The exodus from American markets coincides with a renewed appetite for European assets. A net 35% of managers are now overweight European stocks, while roughly 85% of investors expect the region to outperform its U.S. peers over the next year. This sentiment is reflected in the currency markets, where holdings in the euro reached a record high this month.
The AI Capex Crisis
The pivot is largely driven by a cooling enthusiasm for the artificial intelligence narrative. Investors are increasingly wary of an "AI equity bubble," with a quarter of managers citing it as the market's biggest tail risk.

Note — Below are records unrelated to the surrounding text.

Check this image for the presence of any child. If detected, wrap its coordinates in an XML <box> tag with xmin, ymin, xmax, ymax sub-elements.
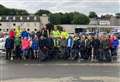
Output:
<box><xmin>5</xmin><ymin>37</ymin><xmax>14</xmax><ymax>60</ymax></box>
<box><xmin>14</xmin><ymin>37</ymin><xmax>21</xmax><ymax>59</ymax></box>
<box><xmin>22</xmin><ymin>37</ymin><xmax>30</xmax><ymax>60</ymax></box>
<box><xmin>31</xmin><ymin>36</ymin><xmax>39</xmax><ymax>59</ymax></box>
<box><xmin>65</xmin><ymin>36</ymin><xmax>74</xmax><ymax>58</ymax></box>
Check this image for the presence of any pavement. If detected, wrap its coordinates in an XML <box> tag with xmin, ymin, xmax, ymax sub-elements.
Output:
<box><xmin>0</xmin><ymin>50</ymin><xmax>120</xmax><ymax>82</ymax></box>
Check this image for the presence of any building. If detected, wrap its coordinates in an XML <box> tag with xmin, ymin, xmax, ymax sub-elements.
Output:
<box><xmin>0</xmin><ymin>14</ymin><xmax>49</xmax><ymax>31</ymax></box>
<box><xmin>60</xmin><ymin>16</ymin><xmax>120</xmax><ymax>33</ymax></box>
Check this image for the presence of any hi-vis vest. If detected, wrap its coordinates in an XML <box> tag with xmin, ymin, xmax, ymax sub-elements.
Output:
<box><xmin>52</xmin><ymin>30</ymin><xmax>60</xmax><ymax>38</ymax></box>
<box><xmin>61</xmin><ymin>32</ymin><xmax>69</xmax><ymax>39</ymax></box>
<box><xmin>15</xmin><ymin>27</ymin><xmax>22</xmax><ymax>37</ymax></box>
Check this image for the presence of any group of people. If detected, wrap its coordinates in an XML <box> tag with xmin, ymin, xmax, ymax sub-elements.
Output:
<box><xmin>5</xmin><ymin>27</ymin><xmax>119</xmax><ymax>62</ymax></box>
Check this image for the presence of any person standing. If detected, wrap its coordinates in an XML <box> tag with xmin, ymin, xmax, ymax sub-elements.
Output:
<box><xmin>5</xmin><ymin>37</ymin><xmax>14</xmax><ymax>60</ymax></box>
<box><xmin>14</xmin><ymin>37</ymin><xmax>21</xmax><ymax>60</ymax></box>
<box><xmin>92</xmin><ymin>36</ymin><xmax>100</xmax><ymax>60</ymax></box>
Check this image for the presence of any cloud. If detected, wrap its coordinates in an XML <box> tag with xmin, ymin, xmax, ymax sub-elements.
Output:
<box><xmin>0</xmin><ymin>0</ymin><xmax>120</xmax><ymax>14</ymax></box>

Gerry Fowler, head of European equity strategy at UBS, noted that capital expenditures at firms like Alphabet and Meta are rising not because of accelerated development, but due to massive inflation within the AI supply chain, particularly regarding energy and memory costs.
Market performance data underscores this divergence. So far in 2026, the Stoxx 600 index has gained 4.45%, starkly contrasting a 0.15% dip in the S&P 500 and a 3% slide for the Nasdaq. While U.S. firms grapple with infrastructure costs, several European sectors are positioned to capture the upside of the AI build-out:
- Hardware and energy suppliers like Siemens and ASML.
- Financial institutions and healthcare providers, which remain top sector picks.
- Retailers utilizing AI to drive internal efficiencies.